Claude 4 Opus Arrives with Interleaved Thinking Between Tool Calls
Anthropic has released Claude 4 Opus, its most capable model to date, featuring deeper extended thinking, improved agentic tool use, and a new interleaved thinking mode that lets the model reason between individual tool calls. It's available via Claude.ai and the Anthropic API.
Original sourceAnthropic's Claude 4 Opus is the company's most capable model release to date, bringing meaningful upgrades to two areas that matter most for agentic workflows: extended thinking and tool use. The headline feature is interleaved thinking — the model can now pause to reason between tool calls rather than completing a single thinking pass before acting. For multi-step tasks that depend on intermediate results, this is a structural improvement, not just a capacity bump.
Extended thinking itself has been deepened, meaning the model allocates more compute to internal chain-of-thought reasoning before producing a final response. Anthropic has positioned this as a primary lever for hard reasoning tasks — math, code, and complex instruction-following — though the company has not published detailed benchmark methodology alongside the release, so independent verification remains pending.
The agentic tool use improvements are specifically aimed at reliability in longer task chains. The interleaved thinking architecture means the model can reconsider its plan after receiving a tool result, which addresses a known failure mode in earlier Claude versions where mid-task surprises derailed the full output. This is the kind of change that matters more in production than in demos.

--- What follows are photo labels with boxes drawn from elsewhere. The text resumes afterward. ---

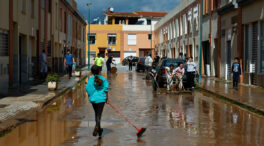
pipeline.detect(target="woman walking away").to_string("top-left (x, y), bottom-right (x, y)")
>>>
top-left (149, 63), bottom-right (158, 91)
top-left (106, 56), bottom-right (115, 73)
top-left (86, 65), bottom-right (109, 138)
top-left (232, 57), bottom-right (241, 90)
top-left (165, 64), bottom-right (175, 91)
top-left (128, 56), bottom-right (133, 71)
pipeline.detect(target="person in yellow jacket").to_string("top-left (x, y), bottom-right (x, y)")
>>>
top-left (95, 53), bottom-right (104, 71)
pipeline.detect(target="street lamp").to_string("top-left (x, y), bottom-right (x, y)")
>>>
top-left (198, 0), bottom-right (203, 84)
top-left (86, 3), bottom-right (92, 71)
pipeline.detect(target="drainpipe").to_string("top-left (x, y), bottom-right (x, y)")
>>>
top-left (199, 0), bottom-right (203, 84)
top-left (9, 0), bottom-right (14, 87)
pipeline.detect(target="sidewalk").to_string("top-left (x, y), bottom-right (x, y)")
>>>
top-left (200, 78), bottom-right (264, 114)
top-left (0, 67), bottom-right (88, 134)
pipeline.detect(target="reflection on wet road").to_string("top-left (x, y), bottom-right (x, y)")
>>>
top-left (0, 73), bottom-right (264, 146)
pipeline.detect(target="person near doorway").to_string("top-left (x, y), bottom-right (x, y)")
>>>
top-left (179, 52), bottom-right (183, 59)
top-left (149, 63), bottom-right (158, 91)
top-left (154, 55), bottom-right (160, 64)
top-left (165, 64), bottom-right (175, 91)
top-left (232, 57), bottom-right (241, 90)
top-left (64, 50), bottom-right (74, 79)
top-left (86, 65), bottom-right (109, 138)
top-left (187, 56), bottom-right (198, 89)
top-left (40, 50), bottom-right (48, 80)
top-left (95, 53), bottom-right (104, 71)
top-left (106, 56), bottom-right (115, 73)
top-left (175, 62), bottom-right (185, 90)
top-left (128, 55), bottom-right (133, 71)
top-left (145, 55), bottom-right (153, 80)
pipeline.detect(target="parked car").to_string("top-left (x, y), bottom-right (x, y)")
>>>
top-left (122, 56), bottom-right (139, 66)
top-left (157, 59), bottom-right (187, 87)
top-left (136, 58), bottom-right (146, 72)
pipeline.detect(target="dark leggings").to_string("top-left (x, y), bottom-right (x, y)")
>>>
top-left (233, 72), bottom-right (239, 87)
top-left (187, 72), bottom-right (195, 88)
top-left (67, 64), bottom-right (72, 77)
top-left (106, 63), bottom-right (111, 72)
top-left (129, 63), bottom-right (132, 70)
top-left (92, 102), bottom-right (105, 129)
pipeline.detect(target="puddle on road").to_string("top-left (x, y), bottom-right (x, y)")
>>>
top-left (0, 73), bottom-right (264, 146)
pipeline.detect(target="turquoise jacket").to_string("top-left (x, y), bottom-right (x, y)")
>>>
top-left (86, 75), bottom-right (109, 103)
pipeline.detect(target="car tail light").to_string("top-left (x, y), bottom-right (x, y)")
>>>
top-left (161, 69), bottom-right (166, 74)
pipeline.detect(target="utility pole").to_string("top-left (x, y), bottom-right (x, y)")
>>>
top-left (86, 3), bottom-right (92, 71)
top-left (199, 0), bottom-right (203, 84)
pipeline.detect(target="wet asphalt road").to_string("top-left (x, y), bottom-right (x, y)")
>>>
top-left (0, 72), bottom-right (264, 146)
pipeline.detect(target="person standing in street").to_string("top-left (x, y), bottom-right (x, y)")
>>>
top-left (187, 57), bottom-right (199, 89)
top-left (145, 55), bottom-right (153, 80)
top-left (95, 53), bottom-right (104, 71)
top-left (40, 50), bottom-right (48, 80)
top-left (165, 64), bottom-right (175, 91)
top-left (128, 56), bottom-right (133, 71)
top-left (175, 62), bottom-right (184, 90)
top-left (106, 56), bottom-right (115, 73)
top-left (232, 57), bottom-right (241, 90)
top-left (64, 50), bottom-right (74, 79)
top-left (86, 65), bottom-right (109, 138)
top-left (149, 63), bottom-right (158, 91)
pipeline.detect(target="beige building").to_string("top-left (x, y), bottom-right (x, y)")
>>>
top-left (0, 0), bottom-right (86, 95)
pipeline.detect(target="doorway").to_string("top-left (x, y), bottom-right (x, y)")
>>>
top-left (99, 48), bottom-right (106, 58)
top-left (226, 41), bottom-right (231, 80)
top-left (203, 41), bottom-right (211, 76)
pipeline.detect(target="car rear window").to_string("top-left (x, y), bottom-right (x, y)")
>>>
top-left (163, 60), bottom-right (185, 68)
top-left (139, 58), bottom-right (145, 62)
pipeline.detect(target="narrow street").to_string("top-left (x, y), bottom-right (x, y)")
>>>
top-left (0, 72), bottom-right (264, 146)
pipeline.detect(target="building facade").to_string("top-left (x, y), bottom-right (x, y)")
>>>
top-left (0, 0), bottom-right (86, 92)
top-left (86, 8), bottom-right (167, 63)
top-left (154, 0), bottom-right (264, 86)
top-left (87, 24), bottom-right (123, 63)
top-left (237, 0), bottom-right (264, 87)
top-left (154, 0), bottom-right (200, 67)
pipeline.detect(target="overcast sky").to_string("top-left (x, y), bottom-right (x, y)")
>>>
top-left (76, 0), bottom-right (181, 20)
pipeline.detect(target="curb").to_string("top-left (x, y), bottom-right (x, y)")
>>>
top-left (196, 86), bottom-right (264, 116)
top-left (40, 74), bottom-right (89, 108)
top-left (0, 72), bottom-right (89, 138)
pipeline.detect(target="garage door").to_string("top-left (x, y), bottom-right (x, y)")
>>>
top-left (124, 51), bottom-right (137, 58)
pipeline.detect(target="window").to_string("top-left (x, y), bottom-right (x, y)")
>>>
top-left (147, 19), bottom-right (151, 25)
top-left (21, 0), bottom-right (27, 13)
top-left (55, 3), bottom-right (58, 29)
top-left (41, 0), bottom-right (45, 9)
top-left (59, 8), bottom-right (62, 31)
top-left (108, 51), bottom-right (120, 57)
top-left (128, 34), bottom-right (137, 45)
top-left (30, 0), bottom-right (35, 18)
top-left (148, 34), bottom-right (152, 40)
top-left (63, 11), bottom-right (67, 33)
top-left (260, 21), bottom-right (264, 73)
top-left (0, 29), bottom-right (9, 56)
top-left (47, 0), bottom-right (52, 13)
top-left (90, 33), bottom-right (96, 45)
top-left (108, 34), bottom-right (116, 45)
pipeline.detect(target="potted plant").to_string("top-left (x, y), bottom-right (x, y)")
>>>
top-left (46, 74), bottom-right (60, 91)
top-left (75, 68), bottom-right (82, 77)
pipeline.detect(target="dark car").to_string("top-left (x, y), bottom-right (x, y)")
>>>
top-left (122, 56), bottom-right (139, 66)
top-left (136, 58), bottom-right (145, 72)
top-left (157, 59), bottom-right (187, 87)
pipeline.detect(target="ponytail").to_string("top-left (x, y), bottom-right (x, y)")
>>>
top-left (94, 76), bottom-right (103, 86)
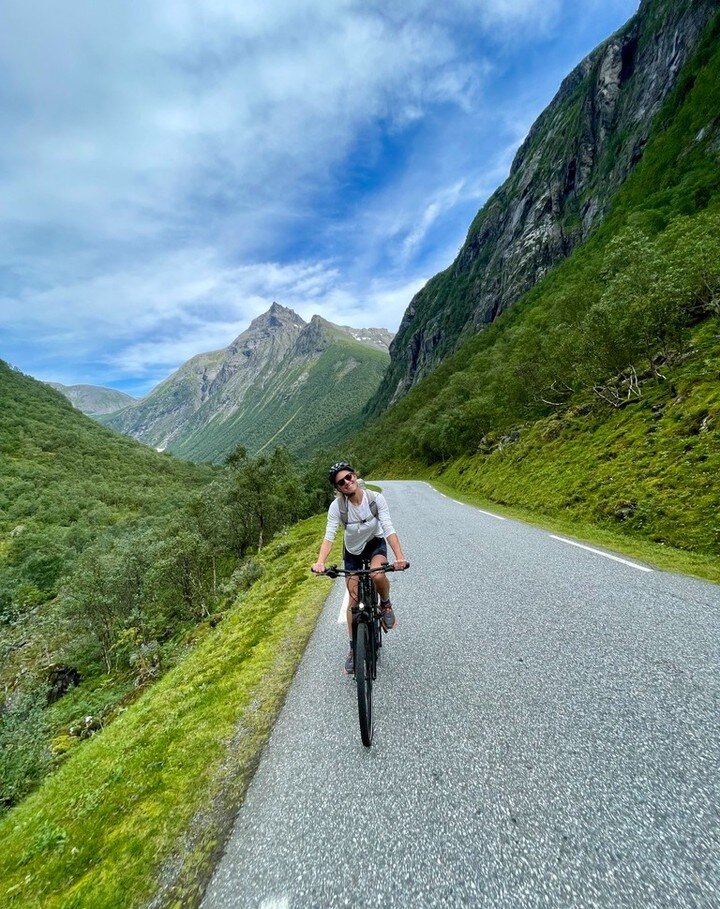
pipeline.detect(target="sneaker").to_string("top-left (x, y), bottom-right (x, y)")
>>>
top-left (380, 600), bottom-right (395, 631)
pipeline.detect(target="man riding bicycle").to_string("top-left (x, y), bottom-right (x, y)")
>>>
top-left (312, 461), bottom-right (408, 674)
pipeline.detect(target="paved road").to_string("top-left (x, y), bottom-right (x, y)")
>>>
top-left (203, 482), bottom-right (720, 909)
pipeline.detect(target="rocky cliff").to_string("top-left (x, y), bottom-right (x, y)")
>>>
top-left (370, 0), bottom-right (718, 413)
top-left (102, 303), bottom-right (392, 460)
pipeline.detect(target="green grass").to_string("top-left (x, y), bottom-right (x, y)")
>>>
top-left (0, 516), bottom-right (336, 909)
top-left (376, 320), bottom-right (720, 582)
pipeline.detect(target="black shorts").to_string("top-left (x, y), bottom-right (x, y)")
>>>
top-left (343, 537), bottom-right (387, 571)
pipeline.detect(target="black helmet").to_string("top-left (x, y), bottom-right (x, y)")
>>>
top-left (328, 461), bottom-right (355, 486)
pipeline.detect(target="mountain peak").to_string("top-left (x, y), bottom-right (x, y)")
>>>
top-left (246, 302), bottom-right (306, 337)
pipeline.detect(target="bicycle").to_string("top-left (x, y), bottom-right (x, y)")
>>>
top-left (322, 560), bottom-right (410, 748)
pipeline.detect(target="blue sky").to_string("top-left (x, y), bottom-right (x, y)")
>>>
top-left (0, 0), bottom-right (638, 394)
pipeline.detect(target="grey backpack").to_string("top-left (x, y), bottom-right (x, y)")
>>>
top-left (338, 489), bottom-right (377, 527)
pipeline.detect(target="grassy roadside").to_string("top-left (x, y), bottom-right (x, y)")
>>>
top-left (422, 470), bottom-right (720, 584)
top-left (0, 516), bottom-right (328, 909)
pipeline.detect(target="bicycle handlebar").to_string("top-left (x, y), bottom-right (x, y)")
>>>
top-left (310, 562), bottom-right (410, 578)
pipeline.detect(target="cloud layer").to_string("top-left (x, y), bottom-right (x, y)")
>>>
top-left (0, 0), bottom-right (636, 391)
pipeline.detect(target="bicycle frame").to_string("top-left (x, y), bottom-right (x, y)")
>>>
top-left (312, 560), bottom-right (409, 748)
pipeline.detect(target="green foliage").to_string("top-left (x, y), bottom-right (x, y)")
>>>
top-left (170, 332), bottom-right (389, 462)
top-left (353, 23), bottom-right (720, 516)
top-left (0, 517), bottom-right (328, 909)
top-left (0, 354), bottom-right (326, 810)
top-left (424, 319), bottom-right (720, 580)
top-left (0, 688), bottom-right (52, 807)
top-left (0, 361), bottom-right (211, 621)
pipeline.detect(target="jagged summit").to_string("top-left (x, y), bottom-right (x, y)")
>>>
top-left (102, 302), bottom-right (392, 460)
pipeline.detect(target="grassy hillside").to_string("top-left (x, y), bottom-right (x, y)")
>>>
top-left (354, 8), bottom-right (720, 568)
top-left (0, 361), bottom-right (212, 623)
top-left (0, 364), bottom-right (326, 813)
top-left (0, 518), bottom-right (328, 909)
top-left (170, 329), bottom-right (389, 461)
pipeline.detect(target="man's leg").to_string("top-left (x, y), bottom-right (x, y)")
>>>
top-left (345, 578), bottom-right (357, 641)
top-left (370, 552), bottom-right (390, 601)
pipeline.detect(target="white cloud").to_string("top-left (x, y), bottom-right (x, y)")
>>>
top-left (0, 0), bottom-right (640, 390)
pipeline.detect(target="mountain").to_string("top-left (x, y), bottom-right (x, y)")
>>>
top-left (102, 303), bottom-right (392, 461)
top-left (0, 360), bottom-right (210, 625)
top-left (371, 0), bottom-right (717, 413)
top-left (352, 0), bottom-right (720, 564)
top-left (47, 382), bottom-right (139, 417)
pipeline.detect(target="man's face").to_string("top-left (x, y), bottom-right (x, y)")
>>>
top-left (335, 470), bottom-right (357, 495)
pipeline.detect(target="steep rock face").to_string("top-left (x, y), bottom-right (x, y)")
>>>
top-left (102, 303), bottom-right (392, 460)
top-left (370, 0), bottom-right (717, 413)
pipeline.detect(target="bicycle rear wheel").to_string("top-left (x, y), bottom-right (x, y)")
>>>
top-left (355, 622), bottom-right (375, 748)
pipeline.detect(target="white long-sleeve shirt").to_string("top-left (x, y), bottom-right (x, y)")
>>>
top-left (325, 489), bottom-right (395, 555)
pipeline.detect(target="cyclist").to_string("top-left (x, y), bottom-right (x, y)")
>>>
top-left (312, 461), bottom-right (408, 674)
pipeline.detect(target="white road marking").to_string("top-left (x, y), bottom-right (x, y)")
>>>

Access is available immediately through Claude.ai for Pro and Team subscribers and through the Anthropic API, where it slots into existing Claude 3 Opus integrations with a model name swap. Pricing has not been explicitly announced as changed from Opus-tier rates, though developers building cost-sensitive pipelines will want to verify token costs before migrating workloads.
Panel Takes
The Builder
Developer Perspective
“The primitive here is sound: interleaved thinking means the model gets a reasoning step between each tool call, not just a preflight pass — that's a real architectural change that fixes a real production failure mode I've hit repeatedly with tool-chaining agents. The DX bet is that existing API integrations survive a model name swap, which is the right call; breaking changes at model launch are a tax nobody needs. What I want to see before migrating anything heavy: token pricing per thinking token versus output token, and whether streaming works cleanly with interleaved reasoning blocks, because those two details determine whether this is usable or just impressive.”
The Skeptic
Reality Check
“Interleaved thinking between tool calls is genuinely interesting if it holds up outside controlled demos — it directly addresses the failure mode where a multi-step agent gets a surprising tool result and just plows ahead anyway. But Anthropic launched this without published benchmark methodology, which means every performance claim in the announcement is self-reported, and I'm not scoring on self-reported numbers. The scenario where this breaks is the one every agentic framework breaks at: long-horizon tasks with ambiguous intermediate states and real user data — that's where reasoning quality differences either show up or collapse into the same hallucination soup. What kills this in 12 months isn't a competitor; it's OpenAI or Google shipping the same interleaved reasoning natively into their API tiers at lower cost, making the differentiation structural rather than meaningful.”
The Futurist
Big Picture
“The thesis embedded in interleaved thinking is specific and falsifiable: complex agentic tasks fail not because models lack capability but because they lack the architecture to update their plan mid-execution. If that's true, this is infrastructure — the difference between agents that actually complete work and agents that look good in a five-step demo. The second-order effect that nobody is talking about yet is what this does to tool API design: if models can now reason about tool outputs before deciding the next call, the incentive shifts toward exposing richer, more granular tool primitives rather than bundled actions, which changes how developers will build integrations over the next 18 months. This bet is on-time — the agentic reliability trend has been building since early 2025, and Anthropic is not early or late, they're in the window where execution quality determines position.”
The Founder
Business & Market
“The buyer here is clear — enterprise teams running agentic pipelines who are currently eating error costs from mid-task failures — and interleaved thinking is a direct pitch to that budget line: fewer failed runs, lower retry costs, less human intervention in automated workflows. The moat question is harder: extended thinking and interleaved reasoning are architectural choices, but they're not proprietary physics, and OpenAI and Google have both the research capacity and the distribution to ship comparable features within two quarters. Anthropic's defensible position is actually the API reliability and trust reputation they've built with risk-averse enterprise buyers, not the model capability itself — and that's a real moat, just not the one the launch announcement leads with.”